Saturday, May 6, 2023

Tillamook County Pioneer

Senators Jeff Merkley and Ron Wyden supported funding requests for dozens of local projects across Oregon last year, however no project receiving Congressionally Directed Funding had more local support or will have more local impact than the Nehalem Bay Health Center and Pharmacy project in north Tillamook County.

The $3 million appropriation, championed by Merkley and supported by Wyden, will be used for the construction of the proposed new health center and was included in one of the last pieces of legislation passed by Congress in late December 2022. The congressional funds contribute to the total cost of the project.

In announcing support for the Oregon projects – the Health District project was among the most significant on the Oregon coast – Merkley said “No one knows the unique needs of communities across Oregon like the folks living and working in them … Community-initiated projects are an incredible example of this, because these local and regional projects were generated at the ground level by folks who are working to make their communities better.”

To be considered for federal funding, local sponsors must demonstrate that they are addressing significant community needs and have broad community support. The application from the Nehalem Bay Health District included letters of support from the cities of Wheeler, Nehalem and Manzanita, the Tillamook County Commission, the Neahkahnie School District, Care Tillamook and the Emergency Volunteer Corps of Nehalem Bay.

In a letter of support to Merkley and Wyden last year, for example, Tillamook County Commissioners David Yamamoto, Mary Faith Bell and Erin Skaar wrote: “We are encouraged that the [health] district’s plans are based on a comprehensive strategic plan developed with extensive community input.
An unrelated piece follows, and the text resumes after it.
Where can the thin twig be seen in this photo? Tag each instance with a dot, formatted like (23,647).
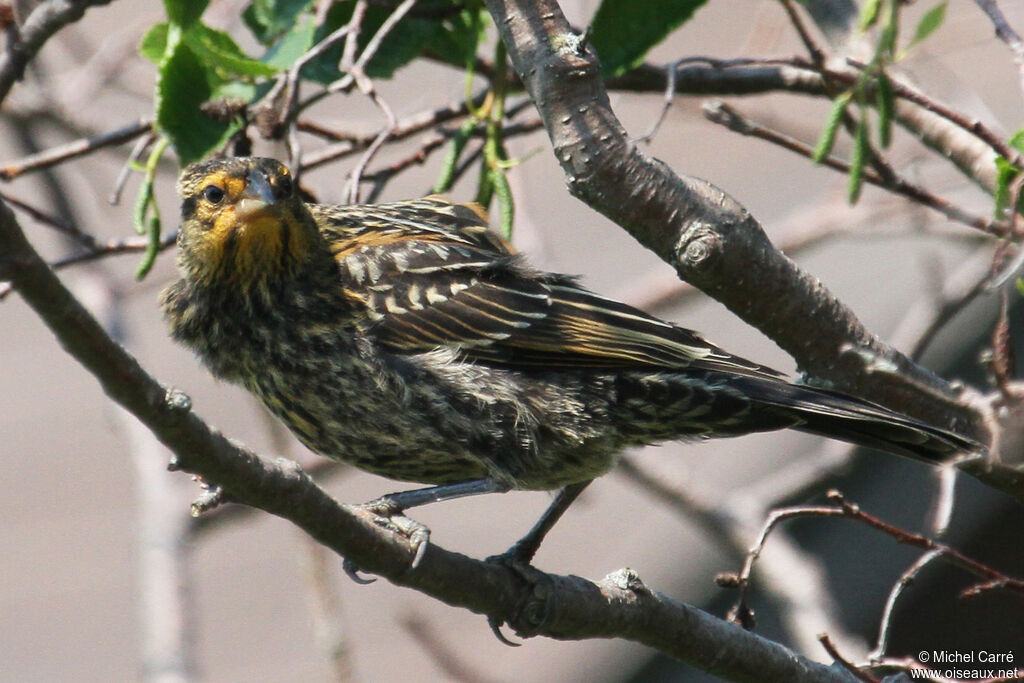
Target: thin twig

That plan identified clearly that enhanced primary health care services are a critical need in the community.”

“The community support the Health District received from other units of government and non-profit organizations was critical to securing the federal funding,” said Health District president Marc C. Johnson.

Johnson noted that mayors and city council members in all the communities within the Health District have unanimously endorsed the May 16 bond measure that will provide additional funding, supplementing the $3 million, needed in order to build the new Health Center and Pharmacy.

The Health District is asking voters to support the May 16 bond measure that will support the construction of the new health center, as well as renovation and modernization of the Nehalem Valley Care Center, the skilled nursing and rehabilitation facility in Wheeler which is owned by the Health District, and site preparation for workforce housing for health care and other essential workers in the community.